As a Wikidata user, I want Wikidata to function with limited data in the case of Blazegraph failure due to reaching maximum graph size, rather than being completely non-functional.
This ticket is a part of WDQS disaster planning, and reflects research into mitigation strategies for catastrophic failure of Blazegraph: specifically in the case that the Wikidata graph becomes too big for Blazegraph to continue supporting. This is not a commitment to a long term state of WDQS or Wikidata, but part of the disaster mitigation playbook in a worst case scenario.
In the case of Blazegraph reaching the maximum number of triples it can store, we may need to prioritize which data to keep and which to delete (temporarily, until we can reload it back in from dumps later, when our graph backend can support it). This task is to determine how much space we can save by deleting the candidates below. Note that these candidates are unordered in priority, and this list does not take into account anything beyond the size of these data in Blazegraph.
For each candidate in the list, determine its size in Blazegraph (actual, percentage), and how much runway time deleting it gains us at current Wikidata growth rate.
 All non-English labels
 All labels that are covered by fallbacks (names duplicated across 200 languages etc)
 All labels
 all descriptions
 All aliases
 All labels, description and aliases
 External identifiers
 Scholarly papers: http://wikicite.org/statistics.html
 Scholarly papers + authors + scientific journals + identifiers
 Astronomical objects: https://www.wikidata.org/wiki/Q6999
 Items that don’t have 3 backlinks
 Look at the distribution of number of backlinks, and use that to determine how many backlinks might make more sense
 All statements of a specific datatype: monolingual text (not important for querying says Lydia)
 Non-normalized values (units, dates, external ids)
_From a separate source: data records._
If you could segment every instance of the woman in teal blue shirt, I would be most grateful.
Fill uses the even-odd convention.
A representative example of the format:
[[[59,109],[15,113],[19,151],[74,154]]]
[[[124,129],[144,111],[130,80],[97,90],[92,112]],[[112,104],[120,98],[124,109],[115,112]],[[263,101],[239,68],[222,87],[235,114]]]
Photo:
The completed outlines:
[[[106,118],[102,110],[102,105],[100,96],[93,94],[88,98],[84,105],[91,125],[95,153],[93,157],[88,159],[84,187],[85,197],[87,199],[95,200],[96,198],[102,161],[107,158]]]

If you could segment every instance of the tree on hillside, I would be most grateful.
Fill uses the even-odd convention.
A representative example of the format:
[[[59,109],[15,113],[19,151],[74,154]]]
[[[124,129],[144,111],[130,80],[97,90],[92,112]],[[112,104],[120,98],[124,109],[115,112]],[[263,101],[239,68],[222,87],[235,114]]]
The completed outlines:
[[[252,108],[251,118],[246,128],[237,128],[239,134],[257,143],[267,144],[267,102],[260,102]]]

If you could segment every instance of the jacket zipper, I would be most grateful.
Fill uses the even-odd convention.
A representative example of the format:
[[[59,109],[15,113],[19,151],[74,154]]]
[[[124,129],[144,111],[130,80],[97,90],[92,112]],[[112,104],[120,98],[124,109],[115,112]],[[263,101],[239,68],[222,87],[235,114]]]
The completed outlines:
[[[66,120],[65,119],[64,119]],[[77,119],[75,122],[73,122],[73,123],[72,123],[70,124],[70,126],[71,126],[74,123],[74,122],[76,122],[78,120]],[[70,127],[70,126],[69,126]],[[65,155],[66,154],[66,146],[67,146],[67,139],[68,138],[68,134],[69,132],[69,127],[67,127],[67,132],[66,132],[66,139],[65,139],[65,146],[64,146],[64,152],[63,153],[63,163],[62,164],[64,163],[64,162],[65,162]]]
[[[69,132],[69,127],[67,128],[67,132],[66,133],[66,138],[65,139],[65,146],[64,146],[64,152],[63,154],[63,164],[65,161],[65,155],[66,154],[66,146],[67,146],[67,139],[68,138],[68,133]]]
 non-top-ranked statements https://grafana.wikimedia.org/d/000000175/wikidata-datamodel-statements?orgId=1&refresh=30m
 Every item with ORES quality score lower than X or no ORES score
 Items (without hot properties) that are being queried
Other pieces that would be good to know even if we can't drop them:
 All Properties
 All sitelinks
 All classifying statements (aka the ontology) - this would be all statements using the Property "subclass of", "instance of", "part of", "has part" or "parent taxon"
 All humans